Bay 11-7082 inhibits transcription factor NF-kappa B and induces apoptosis of HTLV-I-infected T-cell lines and primary adult T-cell leukemia cells

Human T-cell leukemia virus type I (HTLV-I) is the causative agent of an aggressive form of leukemia designated adult T-cell leukemia (ATL). We have previously demonstrated that all T-cell lines infected with HTLV-I and primary leukemic cells from ATL patients display constitutively high activity of transcription factor NF-κB. In this study we showed that Bay 11-7082, an inhibitor of NF-κB, induced apoptosis of HTLV-I–infected T-cell lines but only negligible apoptosis of HTLV-I–negative T cells. Bay 11-7082 rapidly and efficiently reduced the DNA binding of NF-κB in HTLV-I–infected T-cell lines and down-regulated the expression of the antiapoptotic gene, Bcl-xL, regulated by NF-κB, whereas it had little effect on the DNA binding of another transcription factor, AP-1. Although the viral protein Tax is an activator of NF-κB, Bay 11-7082–induced apoptosis of HTLV-I–infected cells was not associated with reduced expression of Tax.

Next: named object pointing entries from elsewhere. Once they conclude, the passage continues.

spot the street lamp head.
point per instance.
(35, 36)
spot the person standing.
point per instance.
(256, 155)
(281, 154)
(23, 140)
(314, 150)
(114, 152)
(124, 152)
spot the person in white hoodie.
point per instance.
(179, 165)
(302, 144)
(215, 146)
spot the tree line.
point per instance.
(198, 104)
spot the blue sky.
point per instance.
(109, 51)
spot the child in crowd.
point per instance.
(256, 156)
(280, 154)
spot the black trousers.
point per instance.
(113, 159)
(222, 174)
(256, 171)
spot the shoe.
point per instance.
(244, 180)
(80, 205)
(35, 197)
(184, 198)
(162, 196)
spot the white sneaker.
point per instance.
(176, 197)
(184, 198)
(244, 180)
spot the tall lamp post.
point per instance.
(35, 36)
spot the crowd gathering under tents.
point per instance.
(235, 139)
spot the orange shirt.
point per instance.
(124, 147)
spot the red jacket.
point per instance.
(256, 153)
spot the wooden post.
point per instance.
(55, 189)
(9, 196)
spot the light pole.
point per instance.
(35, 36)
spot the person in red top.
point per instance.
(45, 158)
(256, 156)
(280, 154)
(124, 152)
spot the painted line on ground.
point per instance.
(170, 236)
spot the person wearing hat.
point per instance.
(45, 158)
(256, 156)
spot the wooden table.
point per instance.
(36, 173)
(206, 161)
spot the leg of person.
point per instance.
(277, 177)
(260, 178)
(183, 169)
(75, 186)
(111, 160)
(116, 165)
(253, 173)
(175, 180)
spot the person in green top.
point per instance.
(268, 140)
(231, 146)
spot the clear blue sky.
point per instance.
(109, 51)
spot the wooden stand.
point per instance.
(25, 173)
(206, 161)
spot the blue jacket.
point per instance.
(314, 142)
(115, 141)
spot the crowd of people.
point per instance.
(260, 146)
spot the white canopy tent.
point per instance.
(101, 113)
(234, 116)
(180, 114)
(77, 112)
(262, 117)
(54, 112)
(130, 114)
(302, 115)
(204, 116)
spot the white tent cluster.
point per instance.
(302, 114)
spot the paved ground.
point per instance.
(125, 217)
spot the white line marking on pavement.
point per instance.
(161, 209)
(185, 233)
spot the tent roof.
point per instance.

Furthermore, Bay 11-7082– induced apoptosis of primary ATL cells was more prominent than that of normal peripheral blood mononuclear cells, and apoptosis of these cells was also associated with down-regulation of NF-κB activity. Our results indicate that NF-κB plays a crucial role in the pathogenesis and survival of HTLV-I–infected leukemic cells and that it is a suitable target for the prevention and treatment of ATL.